Schmerzhafte Debatte steht bevor

 Wie lange dann aber die Subventionierung gegen Putin nötig ist, hängt am Ende davon ab, ob und wann die decarbonisierte Energieproduktion der Zukunft wirklich verlässlich billigen Strom garantieren kann. „Auch welches Energieszenario laufen wir denn zu?“ Diese Frage gelte es, zu beantworten, und zwar, so BDI-Präsident Siegfried Russwurm, von der ganzen Regierung. Zudem möge diese tunlichst darauf hinarbeiten, in der Frage der Energiepolitik einen überparteilichen Konsens zu erreichen, der über die aktuelle Legislaturperiode hinausreiche.

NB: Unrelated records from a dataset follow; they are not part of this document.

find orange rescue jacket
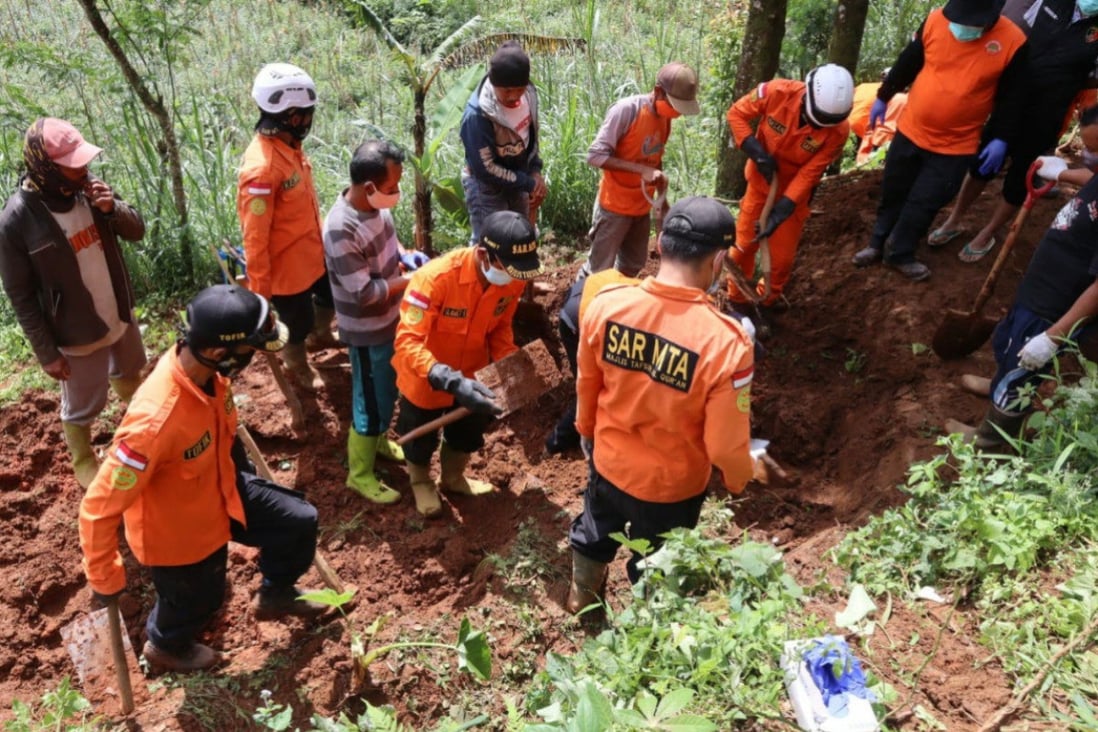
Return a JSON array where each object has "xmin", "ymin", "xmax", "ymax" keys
[
  {"xmin": 79, "ymin": 346, "xmax": 244, "ymax": 595},
  {"xmin": 393, "ymin": 248, "xmax": 526, "ymax": 410},
  {"xmin": 849, "ymin": 82, "xmax": 882, "ymax": 140},
  {"xmin": 726, "ymin": 79, "xmax": 849, "ymax": 208},
  {"xmin": 237, "ymin": 134, "xmax": 326, "ymax": 299},
  {"xmin": 899, "ymin": 9, "xmax": 1026, "ymax": 155},
  {"xmin": 591, "ymin": 94, "xmax": 672, "ymax": 217},
  {"xmin": 576, "ymin": 277, "xmax": 754, "ymax": 502}
]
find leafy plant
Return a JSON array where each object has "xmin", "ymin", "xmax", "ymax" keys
[
  {"xmin": 299, "ymin": 588, "xmax": 491, "ymax": 687},
  {"xmin": 525, "ymin": 507, "xmax": 819, "ymax": 729},
  {"xmin": 5, "ymin": 678, "xmax": 98, "ymax": 732}
]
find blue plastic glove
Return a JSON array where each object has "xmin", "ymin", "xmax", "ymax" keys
[
  {"xmin": 977, "ymin": 138, "xmax": 1008, "ymax": 176},
  {"xmin": 400, "ymin": 251, "xmax": 430, "ymax": 271},
  {"xmin": 868, "ymin": 99, "xmax": 887, "ymax": 130}
]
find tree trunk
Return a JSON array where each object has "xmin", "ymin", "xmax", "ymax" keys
[
  {"xmin": 827, "ymin": 0, "xmax": 870, "ymax": 78},
  {"xmin": 412, "ymin": 88, "xmax": 435, "ymax": 255},
  {"xmin": 715, "ymin": 0, "xmax": 788, "ymax": 200},
  {"xmin": 75, "ymin": 0, "xmax": 194, "ymax": 283}
]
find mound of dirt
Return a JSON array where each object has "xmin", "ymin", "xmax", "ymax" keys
[{"xmin": 0, "ymin": 168, "xmax": 1066, "ymax": 730}]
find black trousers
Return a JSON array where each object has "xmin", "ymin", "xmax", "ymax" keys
[
  {"xmin": 548, "ymin": 319, "xmax": 581, "ymax": 448},
  {"xmin": 144, "ymin": 472, "xmax": 317, "ymax": 652},
  {"xmin": 869, "ymin": 130, "xmax": 972, "ymax": 264},
  {"xmin": 569, "ymin": 464, "xmax": 705, "ymax": 584},
  {"xmin": 395, "ymin": 395, "xmax": 494, "ymax": 466},
  {"xmin": 271, "ymin": 272, "xmax": 336, "ymax": 344}
]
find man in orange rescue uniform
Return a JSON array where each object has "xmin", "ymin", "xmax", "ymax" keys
[
  {"xmin": 725, "ymin": 63, "xmax": 854, "ymax": 308},
  {"xmin": 579, "ymin": 62, "xmax": 699, "ymax": 278},
  {"xmin": 79, "ymin": 285, "xmax": 326, "ymax": 673},
  {"xmin": 567, "ymin": 197, "xmax": 755, "ymax": 612},
  {"xmin": 238, "ymin": 62, "xmax": 336, "ymax": 392},
  {"xmin": 393, "ymin": 211, "xmax": 542, "ymax": 518}
]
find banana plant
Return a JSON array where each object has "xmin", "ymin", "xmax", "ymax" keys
[{"xmin": 347, "ymin": 0, "xmax": 585, "ymax": 253}]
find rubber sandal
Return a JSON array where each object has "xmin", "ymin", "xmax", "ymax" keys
[
  {"xmin": 958, "ymin": 236, "xmax": 997, "ymax": 263},
  {"xmin": 928, "ymin": 227, "xmax": 964, "ymax": 248}
]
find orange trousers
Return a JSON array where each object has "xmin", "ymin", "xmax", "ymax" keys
[{"xmin": 726, "ymin": 181, "xmax": 808, "ymax": 305}]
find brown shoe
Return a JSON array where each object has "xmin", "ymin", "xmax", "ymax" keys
[
  {"xmin": 142, "ymin": 640, "xmax": 220, "ymax": 672},
  {"xmin": 254, "ymin": 586, "xmax": 328, "ymax": 621}
]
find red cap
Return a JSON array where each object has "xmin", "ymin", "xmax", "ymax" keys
[{"xmin": 41, "ymin": 118, "xmax": 102, "ymax": 168}]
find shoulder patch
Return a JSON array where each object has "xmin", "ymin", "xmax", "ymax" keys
[
  {"xmin": 110, "ymin": 466, "xmax": 138, "ymax": 491},
  {"xmin": 403, "ymin": 306, "xmax": 424, "ymax": 325},
  {"xmin": 405, "ymin": 290, "xmax": 430, "ymax": 310},
  {"xmin": 737, "ymin": 387, "xmax": 751, "ymax": 413},
  {"xmin": 249, "ymin": 198, "xmax": 267, "ymax": 216},
  {"xmin": 114, "ymin": 441, "xmax": 148, "ymax": 471}
]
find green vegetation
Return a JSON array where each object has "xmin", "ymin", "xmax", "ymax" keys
[{"xmin": 4, "ymin": 678, "xmax": 98, "ymax": 732}]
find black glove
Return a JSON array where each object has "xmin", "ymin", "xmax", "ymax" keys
[
  {"xmin": 427, "ymin": 363, "xmax": 502, "ymax": 416},
  {"xmin": 92, "ymin": 588, "xmax": 123, "ymax": 607},
  {"xmin": 741, "ymin": 135, "xmax": 777, "ymax": 181},
  {"xmin": 757, "ymin": 196, "xmax": 795, "ymax": 240}
]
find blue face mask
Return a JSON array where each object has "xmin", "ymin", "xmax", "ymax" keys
[
  {"xmin": 949, "ymin": 22, "xmax": 985, "ymax": 41},
  {"xmin": 1080, "ymin": 0, "xmax": 1098, "ymax": 17}
]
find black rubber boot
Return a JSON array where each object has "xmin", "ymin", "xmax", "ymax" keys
[{"xmin": 974, "ymin": 405, "xmax": 1027, "ymax": 451}]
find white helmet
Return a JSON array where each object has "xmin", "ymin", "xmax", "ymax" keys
[
  {"xmin": 251, "ymin": 63, "xmax": 317, "ymax": 114},
  {"xmin": 804, "ymin": 64, "xmax": 854, "ymax": 127}
]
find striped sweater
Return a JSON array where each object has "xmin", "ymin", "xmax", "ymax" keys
[{"xmin": 322, "ymin": 192, "xmax": 403, "ymax": 346}]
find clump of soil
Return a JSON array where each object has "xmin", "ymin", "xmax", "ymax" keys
[{"xmin": 0, "ymin": 168, "xmax": 1066, "ymax": 730}]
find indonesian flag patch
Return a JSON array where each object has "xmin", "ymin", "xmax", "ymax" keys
[
  {"xmin": 405, "ymin": 290, "xmax": 431, "ymax": 310},
  {"xmin": 114, "ymin": 441, "xmax": 149, "ymax": 471},
  {"xmin": 732, "ymin": 365, "xmax": 754, "ymax": 390},
  {"xmin": 246, "ymin": 184, "xmax": 272, "ymax": 196}
]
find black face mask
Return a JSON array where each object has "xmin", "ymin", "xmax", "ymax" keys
[
  {"xmin": 193, "ymin": 346, "xmax": 256, "ymax": 378},
  {"xmin": 256, "ymin": 108, "xmax": 314, "ymax": 141}
]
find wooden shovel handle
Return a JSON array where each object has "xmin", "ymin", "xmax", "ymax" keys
[
  {"xmin": 971, "ymin": 162, "xmax": 1052, "ymax": 314},
  {"xmin": 396, "ymin": 407, "xmax": 472, "ymax": 446},
  {"xmin": 235, "ymin": 424, "xmax": 346, "ymax": 595},
  {"xmin": 106, "ymin": 598, "xmax": 134, "ymax": 714},
  {"xmin": 757, "ymin": 175, "xmax": 780, "ymax": 301}
]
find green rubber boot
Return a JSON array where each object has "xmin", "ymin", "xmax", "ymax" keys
[
  {"xmin": 346, "ymin": 431, "xmax": 400, "ymax": 504},
  {"xmin": 62, "ymin": 422, "xmax": 99, "ymax": 489},
  {"xmin": 439, "ymin": 443, "xmax": 494, "ymax": 496},
  {"xmin": 109, "ymin": 374, "xmax": 143, "ymax": 403}
]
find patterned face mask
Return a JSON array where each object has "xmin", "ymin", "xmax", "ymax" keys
[{"xmin": 22, "ymin": 119, "xmax": 86, "ymax": 209}]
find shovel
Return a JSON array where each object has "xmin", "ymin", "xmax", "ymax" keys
[
  {"xmin": 236, "ymin": 423, "xmax": 348, "ymax": 595},
  {"xmin": 722, "ymin": 174, "xmax": 779, "ymax": 338},
  {"xmin": 932, "ymin": 161, "xmax": 1054, "ymax": 360},
  {"xmin": 397, "ymin": 339, "xmax": 563, "ymax": 445},
  {"xmin": 60, "ymin": 599, "xmax": 135, "ymax": 714}
]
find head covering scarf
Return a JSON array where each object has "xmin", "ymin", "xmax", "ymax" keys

Ein weiterer Elefant im Raum, der am Dienstag auf offener Bühne keine Erwähnung fand, aber außerhalb der Ampelkoalition immer wieder thematisiert wird, dürfte daher bei all dem beflissenen Einsatz Habecks für das finanzielle Wohlergehen der Industrie die Frage sein, ob der Ausstieg aus der Atomenergie nicht hätte vermieden werden müssen - oder gar noch revidiert werden muss. Denn auch in dieser Frage sind sich Ökonomen weitgehend einig: Die Angebotsverknappung durch die Abschaltung der Kernkraftwerke hat zu den hohen Strompreisen beigetragen. Ob der Traum von der billigen grünen Energie hingegen jemals Realität wird, ist weit weniger klar, und noch nicht einmal innerhalb der Regierung unumstritten. So scheint etwa Finanzminister Christian Lindner nicht von der Realisierbarkeit der Vorstellungen seines grünen Koalitionspartners überzeugt. Am Tag nach Habecks Auftritt sprach er sich öffentlich dafür aus, den für 2030 geplanten Ausstieg aus der Kohleverstromung zu verschieben.

Die von Russwurm geforderte Einigkeit rückt damit in weite Ferne. Unbestreitbar ist jedoch auch, dass vor der Einigung auf ein „Energieszenario“ klar sein muss, ob dieses überhaupt realistischerweise erreichbar ist. Der Bundesregierung, aber auch der Öffentlichkeit, die sich über Jahre hinweg an die schmeichelhafte Vorstellung gewöhnt hat, man könne gleichzeitig aus dreckiger Kohle- und angeblich risikoreicher Atomkraft aussteigen, stehen damit schmerzhafte Debatten bevor. Diese sind jedoch spätestens jetzt unvermeidbar, soll Deutschland nicht vor der Alternative stehen, seine Industrielle Basis ins Ausland abzugeben, oder Subventionsmilliarden in ein Loch ohne Boden zu versenken.